Scientists at Harvard have identified a previously unknown embryonic signal, dubbed Toddler, that instructs cells to move and reorganize themselves, through a process known as gastrulation, into three layers.
Over the last decade, high-throughput sequencing has revealed a plethora of RNA transcripts that do not seem to encode proteins. These long non-coding RNAs (lncRNAs) have emerged as key players in gene regulation. In the past, annotation of lncRNAs has largely relied on the computational identification of transcripts that lack coding features. The recent development of ribosome profiling has provided a high-throughput method of assessing ribosome engagement over the whole transcriptome at near-nucleotide resolution.
Harvard scientists now integrated ribosome profiling and RNA-Seq data from a zebrafish developmental time course using a random forest machine learning approach to distinguish different modes of translation. They first showed that it is possible to discriminate ribosome engagement over transcript leaders and transcript trailers from protein coding open reading frames (ORFs). Using this result they classified lncRNAs into the category that they resembled the most (protein-coding, leader-like, trailer-like). This surprisingly revealed that many lncRNAs were engaged by ribosomes in a similar manner to upstream ORFs (uORFs) in transcript leaders. Unlike canonical proteins, these lncRNAs do not seem to have a single dominant ORF that is translated instead they often contain multiple short ORFs with more dispersed translation.
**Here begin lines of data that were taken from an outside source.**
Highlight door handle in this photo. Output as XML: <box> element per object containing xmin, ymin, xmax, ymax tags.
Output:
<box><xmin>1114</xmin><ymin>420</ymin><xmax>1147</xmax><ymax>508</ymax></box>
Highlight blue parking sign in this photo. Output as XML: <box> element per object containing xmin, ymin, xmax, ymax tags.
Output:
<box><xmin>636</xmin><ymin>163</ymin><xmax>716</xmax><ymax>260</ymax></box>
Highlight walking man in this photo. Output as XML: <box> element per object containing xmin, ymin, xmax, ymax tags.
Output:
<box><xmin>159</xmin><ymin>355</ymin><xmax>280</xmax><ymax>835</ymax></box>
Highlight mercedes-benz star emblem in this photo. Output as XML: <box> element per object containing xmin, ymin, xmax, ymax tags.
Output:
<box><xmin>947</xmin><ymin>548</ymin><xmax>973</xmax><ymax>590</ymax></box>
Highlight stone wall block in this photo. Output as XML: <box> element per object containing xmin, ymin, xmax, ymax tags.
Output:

Several observations suggest that these translated lncRNA-ORFs might generate proteins that are likely to be non-functional. First, their diminutive size (sometimes just a single amino acid) is often incompatible with a functional peptide. Second, they show a distinct lack of conservation and in particular conservation at the amino acid level. Instead, ribosomal engagement of this subclass of lncRNAs may have a regulatory role. Translation can affect the stability of transcripts and/or their localization through a number of pathways like nonsense-mediated RNA decay (NMD) that the cell could utilize to modulate the lncRNA expression levels. Alternatively, spurious translation could potentially be functional over evolutionary time as a source of new proteins. These data also revealed that computational classification should be used with care as some pipelines can result in up to 45% of false positives (proteins). The researchers show that using a combination of homology and evolutionary measures results in a good classification and should be adopted as the standard in the field.